Editor's Rating

Pulling in a range of styles, Edinburgh’s We Were Promised Jetpacks strike gold with their new EP ‘Out Of Interest’

8.8
Big Scary Monsters

Out now is the ‘out of interest’ ep from Indie band We Were Promised Jetpacks. The band hail from Edinburgh, Scotland and their ep is available on various listening platforms, including ITunes, Spotify and Bandcamp.
Opener ‘When Getting Lost’ is a spacious and atmospheric start to the ep. The vocals have a desolate beauty to them, reminiscent of Ian Curtis of Joy Division, Morrissey and Mark Kozelek of Red House Painters, but with a sense of individuality and authenticity as the Edinburgh brogue of the vocals shines through. The unhurried pace of this tune means that the meandering and shimmering guitar is given time to flourish. The almost Slowcore rhythm of this tune, generated by the bass and drums, helps to enhance mood and tone.

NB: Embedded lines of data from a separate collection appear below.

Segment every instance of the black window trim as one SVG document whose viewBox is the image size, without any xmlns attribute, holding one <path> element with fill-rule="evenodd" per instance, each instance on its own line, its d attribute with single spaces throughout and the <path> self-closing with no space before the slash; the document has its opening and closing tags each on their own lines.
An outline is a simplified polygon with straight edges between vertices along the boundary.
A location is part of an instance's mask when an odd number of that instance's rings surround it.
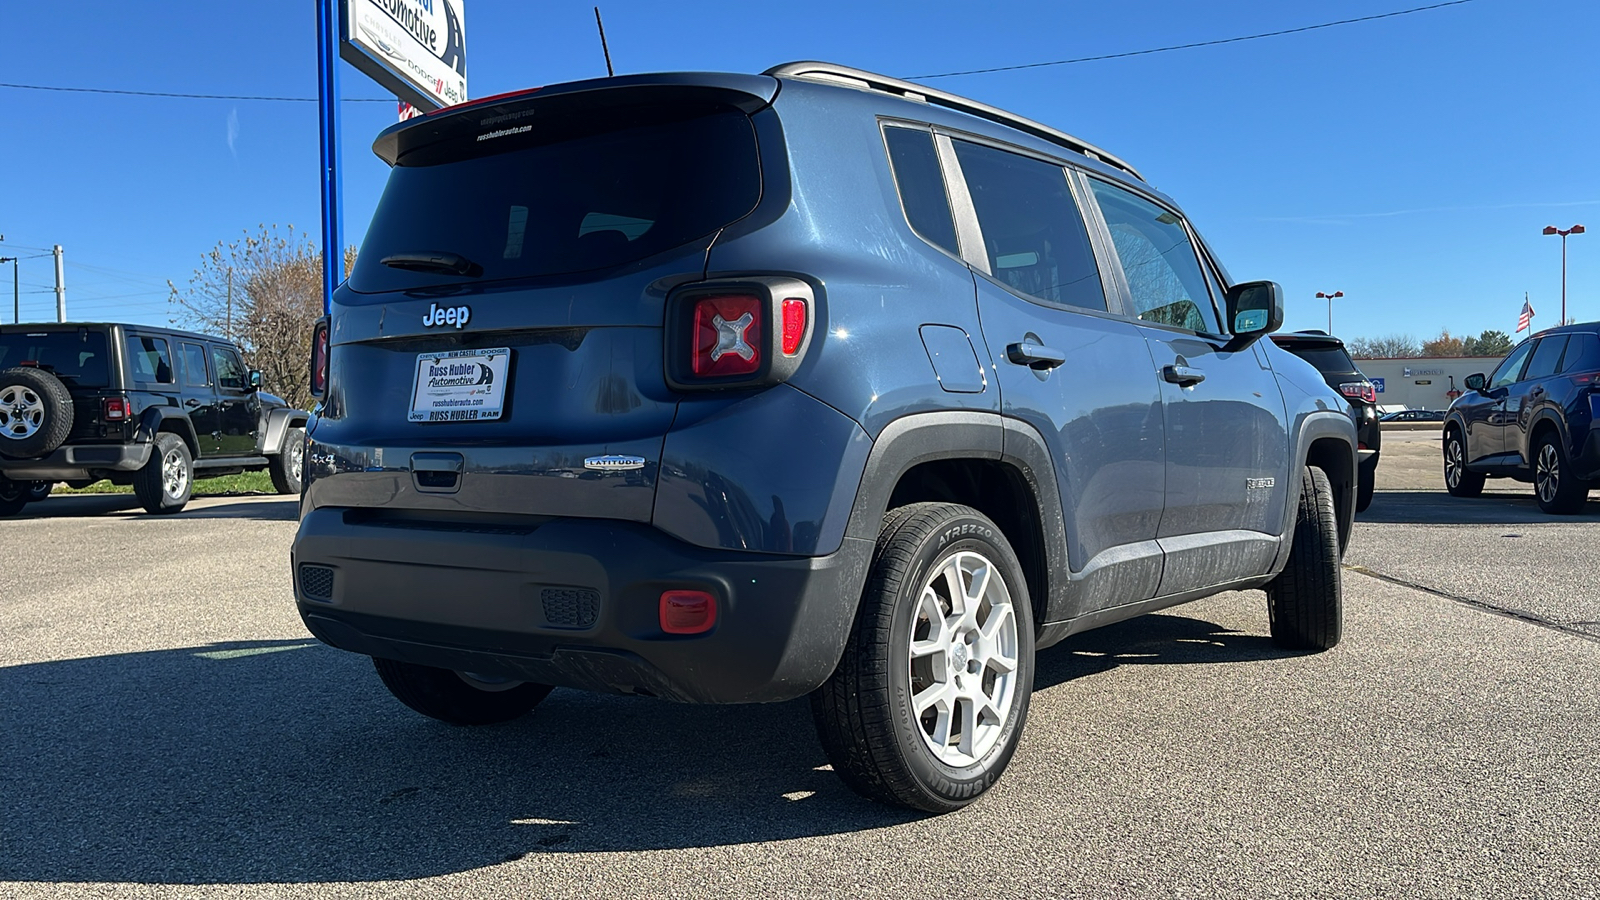
<svg viewBox="0 0 1600 900">
<path fill-rule="evenodd" d="M 909 211 L 906 210 L 905 193 L 903 191 L 901 191 L 901 189 L 900 189 L 900 176 L 895 172 L 895 170 L 894 170 L 894 159 L 889 154 L 889 134 L 888 134 L 888 130 L 890 128 L 904 128 L 904 129 L 907 129 L 909 131 L 920 131 L 920 132 L 923 132 L 923 133 L 927 134 L 928 137 L 932 139 L 934 158 L 939 161 L 939 170 L 940 170 L 940 173 L 944 176 L 944 200 L 945 200 L 945 205 L 947 207 L 949 207 L 949 209 L 950 209 L 950 221 L 951 221 L 951 225 L 955 229 L 956 247 L 959 250 L 962 247 L 961 225 L 960 225 L 959 222 L 956 221 L 956 204 L 955 204 L 954 198 L 952 198 L 950 196 L 950 192 L 951 192 L 950 173 L 945 171 L 945 168 L 944 168 L 944 155 L 939 152 L 939 139 L 938 139 L 938 136 L 936 134 L 934 134 L 933 126 L 928 124 L 927 122 L 914 122 L 914 121 L 911 121 L 910 119 L 894 119 L 894 118 L 889 118 L 888 116 L 879 116 L 878 117 L 878 135 L 883 140 L 883 158 L 884 158 L 884 163 L 885 163 L 885 165 L 887 165 L 889 167 L 889 179 L 894 182 L 895 199 L 900 202 L 900 219 L 901 219 L 901 221 L 905 222 L 906 227 L 911 229 L 911 233 L 916 235 L 918 240 L 922 241 L 924 244 L 927 244 L 929 247 L 932 247 L 933 249 L 939 251 L 940 253 L 944 254 L 945 256 L 948 256 L 949 258 L 955 260 L 956 262 L 961 263 L 962 265 L 966 265 L 967 261 L 961 255 L 961 253 L 959 253 L 959 252 L 958 253 L 951 253 L 948 249 L 946 249 L 944 247 L 941 247 L 939 244 L 935 243 L 927 235 L 925 235 L 922 232 L 918 231 L 917 230 L 917 226 L 911 224 L 911 214 L 910 214 Z"/>
<path fill-rule="evenodd" d="M 1057 157 L 1048 156 L 1025 147 L 1018 147 L 1015 144 L 1008 144 L 1005 141 L 997 141 L 984 135 L 946 128 L 941 125 L 933 125 L 931 127 L 933 128 L 934 145 L 939 151 L 939 164 L 944 169 L 945 189 L 950 195 L 950 211 L 956 217 L 956 239 L 961 244 L 962 261 L 967 264 L 968 268 L 972 269 L 974 273 L 983 276 L 990 284 L 1036 306 L 1117 319 L 1119 321 L 1124 321 L 1128 318 L 1124 313 L 1125 307 L 1122 304 L 1122 297 L 1114 290 L 1114 285 L 1107 280 L 1106 266 L 1101 248 L 1095 239 L 1093 220 L 1086 216 L 1083 209 L 1084 198 L 1078 186 L 1074 183 L 1078 174 L 1078 170 L 1074 166 Z M 994 273 L 989 269 L 988 252 L 984 249 L 983 227 L 978 223 L 978 208 L 973 205 L 972 193 L 967 189 L 966 174 L 961 171 L 961 161 L 956 158 L 956 141 L 966 141 L 970 144 L 988 147 L 991 150 L 1011 153 L 1063 170 L 1062 177 L 1067 181 L 1067 189 L 1071 192 L 1072 202 L 1078 207 L 1078 218 L 1083 223 L 1084 230 L 1088 233 L 1089 246 L 1094 253 L 1095 268 L 1100 271 L 1100 291 L 1106 299 L 1105 309 L 1074 306 L 1071 303 L 1057 303 L 1054 300 L 1036 297 L 1033 294 L 1023 293 L 994 277 Z"/>
<path fill-rule="evenodd" d="M 200 384 L 191 384 L 189 382 L 189 356 L 185 352 L 183 354 L 183 387 L 184 388 L 210 388 L 210 389 L 214 390 L 216 388 L 216 385 L 214 383 L 214 379 L 211 377 L 211 353 L 207 349 L 206 342 L 205 341 L 195 342 L 195 341 L 192 341 L 192 340 L 180 340 L 178 342 L 178 347 L 179 347 L 180 350 L 182 350 L 182 348 L 185 348 L 185 347 L 198 347 L 198 348 L 200 348 L 200 356 L 201 356 L 201 358 L 204 360 L 204 362 L 206 364 L 206 370 L 204 372 L 205 381 L 200 383 Z"/>
<path fill-rule="evenodd" d="M 1572 335 L 1569 332 L 1557 332 L 1556 334 L 1542 335 L 1539 338 L 1539 342 L 1534 345 L 1533 351 L 1528 354 L 1528 361 L 1522 367 L 1522 377 L 1518 378 L 1517 381 L 1532 381 L 1535 377 L 1543 380 L 1546 378 L 1555 378 L 1556 376 L 1560 375 L 1561 363 L 1567 358 L 1567 347 L 1572 345 L 1571 337 Z M 1556 339 L 1560 339 L 1561 341 L 1561 355 L 1556 357 L 1555 368 L 1552 369 L 1547 375 L 1533 375 L 1533 358 L 1539 355 L 1540 350 L 1544 349 L 1545 341 L 1553 341 Z"/>
<path fill-rule="evenodd" d="M 129 341 L 133 341 L 133 340 L 138 340 L 138 341 L 147 341 L 147 340 L 148 341 L 162 341 L 167 345 L 167 367 L 172 370 L 172 380 L 171 381 L 160 381 L 160 380 L 156 379 L 152 375 L 150 380 L 146 381 L 146 380 L 144 380 L 144 379 L 139 377 L 139 373 L 138 372 L 134 371 L 134 369 L 133 369 L 133 360 L 132 359 L 125 359 L 123 361 L 123 365 L 127 366 L 128 379 L 131 382 L 133 382 L 134 384 L 168 385 L 168 386 L 174 387 L 174 388 L 181 386 L 179 384 L 179 382 L 178 382 L 178 370 L 173 365 L 173 362 L 172 362 L 174 357 L 172 355 L 172 338 L 171 337 L 169 337 L 168 335 L 165 335 L 165 334 L 159 334 L 159 333 L 148 332 L 148 331 L 141 331 L 141 330 L 136 329 L 136 328 L 124 328 L 124 329 L 122 329 L 122 355 L 124 357 L 126 357 L 127 354 L 128 354 L 128 342 Z"/>
<path fill-rule="evenodd" d="M 1094 188 L 1089 184 L 1091 180 L 1100 181 L 1119 190 L 1127 191 L 1128 193 L 1133 194 L 1134 196 L 1155 206 L 1158 206 L 1174 216 L 1177 216 L 1178 223 L 1183 227 L 1184 235 L 1189 238 L 1189 250 L 1195 255 L 1196 265 L 1201 269 L 1206 269 L 1210 265 L 1210 261 L 1207 258 L 1205 251 L 1202 249 L 1204 242 L 1199 239 L 1199 236 L 1195 233 L 1194 226 L 1189 224 L 1189 217 L 1184 215 L 1182 210 L 1175 208 L 1171 203 L 1162 200 L 1160 197 L 1154 196 L 1149 191 L 1140 190 L 1134 185 L 1126 182 L 1118 181 L 1112 178 L 1106 178 L 1099 173 L 1078 171 L 1078 177 L 1083 179 L 1084 193 L 1087 194 L 1091 200 L 1093 200 L 1093 205 L 1091 206 L 1090 210 L 1085 213 L 1085 215 L 1090 216 L 1094 220 L 1094 230 L 1098 232 L 1100 240 L 1105 242 L 1107 253 L 1115 263 L 1115 265 L 1112 267 L 1112 276 L 1117 283 L 1117 290 L 1121 293 L 1120 299 L 1123 301 L 1124 308 L 1130 311 L 1135 309 L 1133 303 L 1133 289 L 1129 287 L 1127 275 L 1122 271 L 1122 257 L 1117 254 L 1116 244 L 1111 239 L 1111 226 L 1106 223 L 1105 214 L 1100 209 L 1100 201 L 1094 197 Z M 1227 282 L 1225 282 L 1220 275 L 1216 274 L 1215 267 L 1212 267 L 1211 271 L 1217 285 L 1226 290 Z M 1206 273 L 1204 271 L 1202 271 L 1200 274 L 1202 276 L 1201 280 L 1206 282 L 1206 293 L 1209 295 L 1211 293 L 1212 279 L 1205 278 L 1204 276 Z M 1216 314 L 1218 328 L 1221 328 L 1227 324 L 1227 316 L 1223 314 L 1222 309 L 1226 305 L 1226 302 L 1220 297 L 1211 298 L 1211 310 Z M 1225 344 L 1233 339 L 1233 335 L 1231 333 L 1194 331 L 1193 329 L 1180 328 L 1176 325 L 1167 325 L 1162 322 L 1151 322 L 1146 319 L 1139 318 L 1137 314 L 1131 314 L 1128 316 L 1128 318 L 1138 323 L 1142 327 L 1157 328 L 1162 331 L 1171 331 L 1176 334 L 1194 335 L 1195 337 L 1203 338 L 1216 343 Z"/>
<path fill-rule="evenodd" d="M 246 394 L 249 394 L 250 393 L 250 367 L 246 366 L 244 364 L 244 356 L 239 353 L 239 348 L 238 347 L 234 347 L 234 346 L 230 346 L 228 344 L 214 343 L 214 342 L 211 342 L 211 341 L 207 341 L 206 342 L 206 347 L 208 349 L 210 349 L 210 351 L 213 354 L 216 354 L 216 353 L 231 353 L 231 354 L 233 354 L 233 361 L 239 364 L 239 371 L 244 373 L 244 380 L 245 380 L 245 386 L 242 387 L 242 388 L 224 387 L 222 385 L 222 372 L 219 370 L 219 371 L 213 373 L 212 376 L 211 376 L 211 388 L 212 388 L 212 390 L 216 391 L 219 394 L 223 393 L 223 392 L 227 392 L 229 394 L 239 394 L 240 396 L 244 396 Z M 208 360 L 208 362 L 215 362 L 215 361 L 216 361 L 215 359 Z"/>
</svg>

Follow on ‘Same Mistakes’ ha a slightly more aggressive and noisy approach musically and slightly faster tempo, promoting light and shade and contrast with the first tune. The ambience  is deliciously mournful with the guitar verging into Shoegaze territory. The bass and drums harness some creative ideas and drive the tune in an interesting, anthemic direction.
With ‘Not Wanted’, a warbling and slightly unhinged guitar kicks off this tune, but as it progresses there is a mellower and lighter soundscape created. This slips from distortion and guitar effects to a sparser musical backdrop, so the vocals can soar and belt, aping an instrument. There’s a breakdown towards the end of the song, more vocal driven, which sets the listener up for a spacy, otherworldly guitar finale.

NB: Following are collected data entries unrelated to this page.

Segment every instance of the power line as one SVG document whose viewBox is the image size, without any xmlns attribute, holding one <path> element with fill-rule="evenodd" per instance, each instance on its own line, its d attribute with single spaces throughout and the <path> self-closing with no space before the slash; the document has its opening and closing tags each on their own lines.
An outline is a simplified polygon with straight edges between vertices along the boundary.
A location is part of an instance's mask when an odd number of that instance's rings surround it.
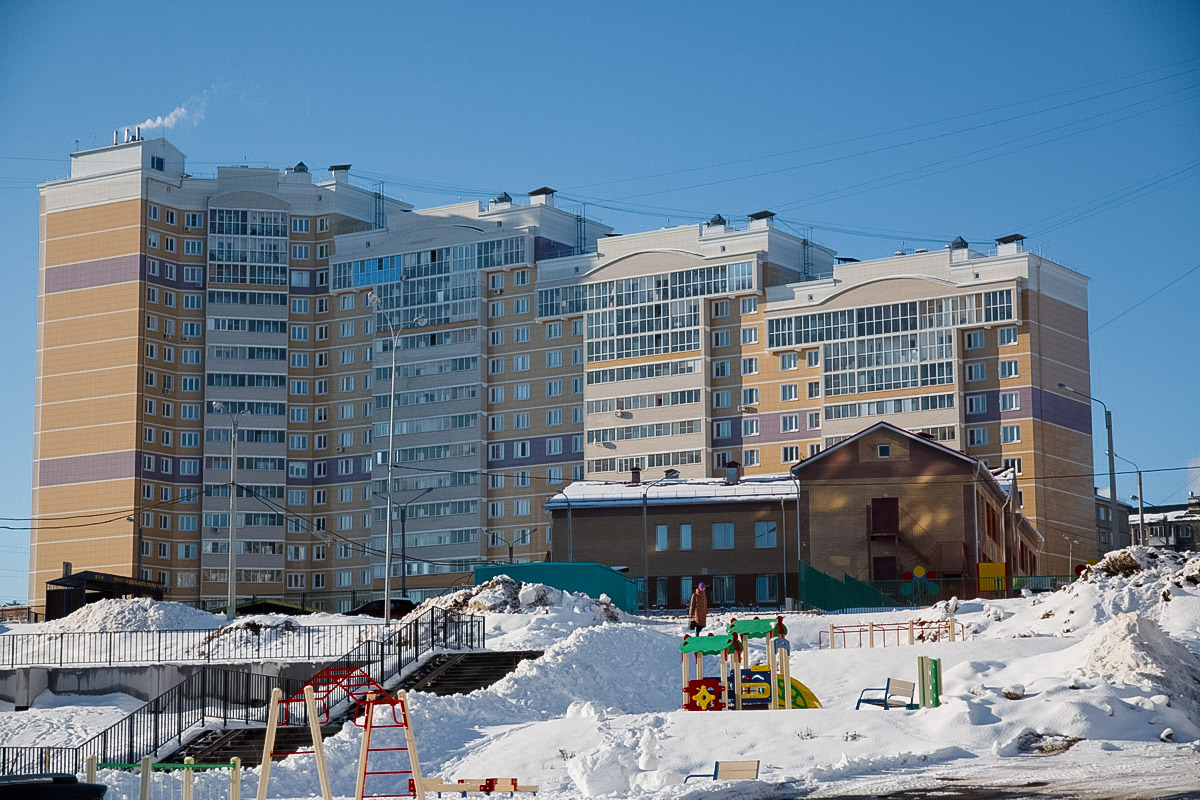
<svg viewBox="0 0 1200 800">
<path fill-rule="evenodd" d="M 1172 286 L 1174 286 L 1175 284 L 1179 283 L 1181 280 L 1183 280 L 1184 278 L 1186 278 L 1188 275 L 1191 275 L 1193 272 L 1195 272 L 1195 271 L 1196 271 L 1196 270 L 1198 270 L 1198 269 L 1200 269 L 1200 264 L 1197 264 L 1196 266 L 1194 266 L 1194 267 L 1192 267 L 1191 269 L 1187 270 L 1187 271 L 1186 271 L 1186 272 L 1184 272 L 1182 275 L 1180 275 L 1178 278 L 1176 278 L 1175 280 L 1171 281 L 1170 283 L 1168 283 L 1166 286 L 1162 287 L 1162 288 L 1161 288 L 1161 289 L 1159 289 L 1158 291 L 1156 291 L 1156 292 L 1154 292 L 1154 293 L 1152 293 L 1152 294 L 1150 294 L 1150 295 L 1147 295 L 1146 297 L 1143 297 L 1141 300 L 1137 301 L 1136 303 L 1134 303 L 1133 305 L 1131 305 L 1129 308 L 1125 309 L 1125 310 L 1124 310 L 1124 311 L 1122 311 L 1120 314 L 1117 314 L 1115 317 L 1113 317 L 1112 319 L 1108 320 L 1108 321 L 1107 321 L 1107 322 L 1105 322 L 1104 324 L 1102 324 L 1102 325 L 1098 325 L 1097 327 L 1095 327 L 1095 328 L 1092 328 L 1090 331 L 1088 331 L 1088 335 L 1091 335 L 1091 334 L 1093 334 L 1093 333 L 1096 333 L 1097 331 L 1100 331 L 1100 330 L 1103 330 L 1104 328 L 1107 328 L 1109 325 L 1113 324 L 1114 322 L 1116 322 L 1117 320 L 1119 320 L 1121 317 L 1123 317 L 1123 316 L 1125 316 L 1126 314 L 1128 314 L 1130 311 L 1133 311 L 1135 308 L 1138 308 L 1139 306 L 1145 305 L 1145 304 L 1146 304 L 1146 303 L 1148 303 L 1150 300 L 1152 300 L 1152 299 L 1154 299 L 1155 297 L 1157 297 L 1158 295 L 1162 294 L 1162 293 L 1163 293 L 1163 292 L 1165 292 L 1167 289 L 1170 289 Z M 1143 472 L 1145 472 L 1145 470 L 1143 470 Z"/>
</svg>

‘Impossible’ is a jangly, crunchy Alternative-Rock tune, which smoulders and builds from a fiery instrumental intro to a downbeat but memorable Indiepop-orientated verse to an explosively fierce wall of guitar noise and emotionally projected vocals. This tune is perhaps the most memorable on the ep, owing to its intensity.
Closing track ‘Miles Away’ is the perfect way to end the ep. A downbeat departure with all the pop sensibility of Indie bands of old, such as The Smiths and Embrace. A well realised vocal part complemented by a groove aids this tune in it’s bounce. Noisier guitar parts, juicy power chords, plus cleaner guitar solos kick in, giving this song variety. There are elements of Experimental/Post-Rock bands such as Slint and Mogwai as this ep crunches and weaves to a close.